MSE Seminar: “Role of Solvation and Dynamics on Ion Transport in Polymer Electrolytes”
April 14, 2022 at 10:30 AM - 11:30 AM
Details
Organizer
Venue
Polymer electrolytes are an important class of ion conducting materials critical to enabling various electrochemical systems. Fundamentally, ion-polymer coordination, inter-connectivity of solvation sites, and corresponding ion-solvating polymer dynamics are critical in understanding the limits of ionic conductivity. Here, the importance of these effects is highlighted in a series of combined experimental and computational studies on model lithium-ion conducting polymer electrolytes. First, we focus on graft polymer architectures of poly[(oligo ethylene oxide) methyl ether methacrylate] (POEM) varying oligo side-chain lengths.
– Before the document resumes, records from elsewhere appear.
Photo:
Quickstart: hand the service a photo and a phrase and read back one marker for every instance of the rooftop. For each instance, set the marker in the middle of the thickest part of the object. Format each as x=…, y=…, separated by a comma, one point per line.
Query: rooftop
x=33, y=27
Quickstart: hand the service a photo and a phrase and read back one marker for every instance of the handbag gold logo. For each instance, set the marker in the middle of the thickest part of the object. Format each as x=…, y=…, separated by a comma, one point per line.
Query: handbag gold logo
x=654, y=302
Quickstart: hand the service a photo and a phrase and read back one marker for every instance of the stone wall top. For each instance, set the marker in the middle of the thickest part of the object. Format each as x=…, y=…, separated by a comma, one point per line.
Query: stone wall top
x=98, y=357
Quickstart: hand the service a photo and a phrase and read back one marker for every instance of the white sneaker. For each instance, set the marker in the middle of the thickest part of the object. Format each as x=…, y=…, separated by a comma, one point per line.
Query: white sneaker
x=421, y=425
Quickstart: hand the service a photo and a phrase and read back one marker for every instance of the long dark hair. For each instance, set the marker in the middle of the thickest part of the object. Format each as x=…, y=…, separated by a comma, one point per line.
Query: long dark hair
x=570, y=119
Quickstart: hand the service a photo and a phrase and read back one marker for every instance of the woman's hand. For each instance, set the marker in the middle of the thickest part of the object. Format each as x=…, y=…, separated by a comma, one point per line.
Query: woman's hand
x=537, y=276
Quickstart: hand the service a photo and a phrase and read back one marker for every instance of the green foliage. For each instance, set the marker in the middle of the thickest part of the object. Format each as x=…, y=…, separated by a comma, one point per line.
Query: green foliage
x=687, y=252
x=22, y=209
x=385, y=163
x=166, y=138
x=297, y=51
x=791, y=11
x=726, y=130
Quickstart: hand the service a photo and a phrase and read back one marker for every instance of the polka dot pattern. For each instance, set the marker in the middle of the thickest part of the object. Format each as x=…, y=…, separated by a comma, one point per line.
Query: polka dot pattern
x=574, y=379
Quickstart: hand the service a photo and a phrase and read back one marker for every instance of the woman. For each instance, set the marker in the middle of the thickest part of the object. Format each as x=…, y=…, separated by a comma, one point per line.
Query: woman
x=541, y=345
With addition of lithium bis(trifluoromethanesulfonyl)imide (LiTFSI), the observed differences in ionic conductivity between the POEM derivatives and linear poly(ethylene oxide) (PEO) cannot be adequately explained by differences in Tg. Instead, graft architecture of POEM leads to nonuniform, position-dependent relaxation and ion solvation behaviors along the side chain. Importantly, the limits of ionic conductivity are dictated by the segmental mobility of the ethylene oxide units that form effective solvation sites, rather than system-wide dynamics. Lastly, the talk will end with results from ongoing work focusing on solvation site formation and ion transport mechanisms in mixed polarity copolymers based on POEM and poly(glycerol carbonate methacrylate) (PGCMA).